Sampling: we perform actions and store the observed experience tuples in a replay memory.
Training: Select a small batch of tuples randomly and learn from this batch using a gradient descent update step.

Methods to improve Deep Q-Learning:

Experience Replay: store the agent’s experiences in a replay memory and sample uniformly from this memory during training.
Fixed Q-Targets: use two networks: one to select actions and another to evaluate actions.
- The target network is updated less frequently than the Q-network.
Double Deep Q-Learning: to handle the problem of the overestimation of Q-values.

Policy Gradient Methods

In Q-Learning, we learned a value-function to approximate optimal policy $\pi^*$.
In Policy-based methods, we learn the policy directly.

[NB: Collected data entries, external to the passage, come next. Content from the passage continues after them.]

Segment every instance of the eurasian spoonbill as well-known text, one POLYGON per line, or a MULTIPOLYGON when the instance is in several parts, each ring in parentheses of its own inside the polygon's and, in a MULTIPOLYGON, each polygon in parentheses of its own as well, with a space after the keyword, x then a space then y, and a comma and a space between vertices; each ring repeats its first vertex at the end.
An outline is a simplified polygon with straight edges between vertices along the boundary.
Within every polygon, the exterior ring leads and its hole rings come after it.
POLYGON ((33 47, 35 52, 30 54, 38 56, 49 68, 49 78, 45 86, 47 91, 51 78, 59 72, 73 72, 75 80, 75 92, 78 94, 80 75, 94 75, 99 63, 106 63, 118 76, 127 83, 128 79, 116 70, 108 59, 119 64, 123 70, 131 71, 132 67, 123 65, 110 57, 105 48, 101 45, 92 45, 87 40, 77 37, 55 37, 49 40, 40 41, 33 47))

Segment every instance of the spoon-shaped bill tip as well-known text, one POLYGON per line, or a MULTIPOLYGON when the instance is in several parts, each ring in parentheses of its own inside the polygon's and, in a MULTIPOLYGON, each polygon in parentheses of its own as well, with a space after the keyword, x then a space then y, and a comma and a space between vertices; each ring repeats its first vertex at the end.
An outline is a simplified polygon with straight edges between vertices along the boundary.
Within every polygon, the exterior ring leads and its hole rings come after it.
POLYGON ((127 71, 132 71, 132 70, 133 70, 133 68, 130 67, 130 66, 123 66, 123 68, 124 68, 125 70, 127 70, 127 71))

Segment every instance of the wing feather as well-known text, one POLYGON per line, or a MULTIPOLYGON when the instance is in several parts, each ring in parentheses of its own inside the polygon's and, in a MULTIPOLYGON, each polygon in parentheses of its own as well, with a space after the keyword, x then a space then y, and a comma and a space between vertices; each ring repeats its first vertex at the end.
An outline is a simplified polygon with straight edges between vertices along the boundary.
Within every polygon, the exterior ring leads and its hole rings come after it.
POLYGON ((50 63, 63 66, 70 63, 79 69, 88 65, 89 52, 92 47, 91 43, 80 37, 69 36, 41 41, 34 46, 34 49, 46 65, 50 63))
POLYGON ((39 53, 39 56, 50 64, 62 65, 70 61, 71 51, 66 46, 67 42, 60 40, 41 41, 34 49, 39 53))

\[\Large \boxed{\pi_\theta(s) = P[A|s;\theta]}\]

maximize performance of the parameterized policy using gradient ascent. The formula for gradient ascent in policy gradient methods is:

\[\nabla_\theta J(\theta) = \mathbb{E}_{\pi_\theta} \left[ \nabla_\theta \log \pi_\theta(s,a) Q^{\pi_\theta}(s,a) \right]\]

where $\nabla_\theta J(\theta)$ is the gradient of the objective function $J(\theta)$ with respect to the policy parameters $\theta$, $\pi_\theta(s,a)$ is the probability of taking action $a$ in state $s$ under policy $\pi_\theta$, and $Q^{\pi_\theta}(s,a)$ is the action-value function.

By updating the policy parameters in the direction of the gradient, we can iteratively improve the policy to maximize the expected cumulative reward.

Policy-based vs policy-gradient methods:

policy-based, directly search for optimal policy
- optimize the parameter $\theta$ of the policy $\pi_\theta$ indirectly by maximizing the local approximation of the objective function $J(\theta)$ with techniques like hill climbing, simulated annealing, or genetic algorithms.
- policy-gradient methods, directly optimize the policy by maximizing the expected cumulative reward using gradient ascent.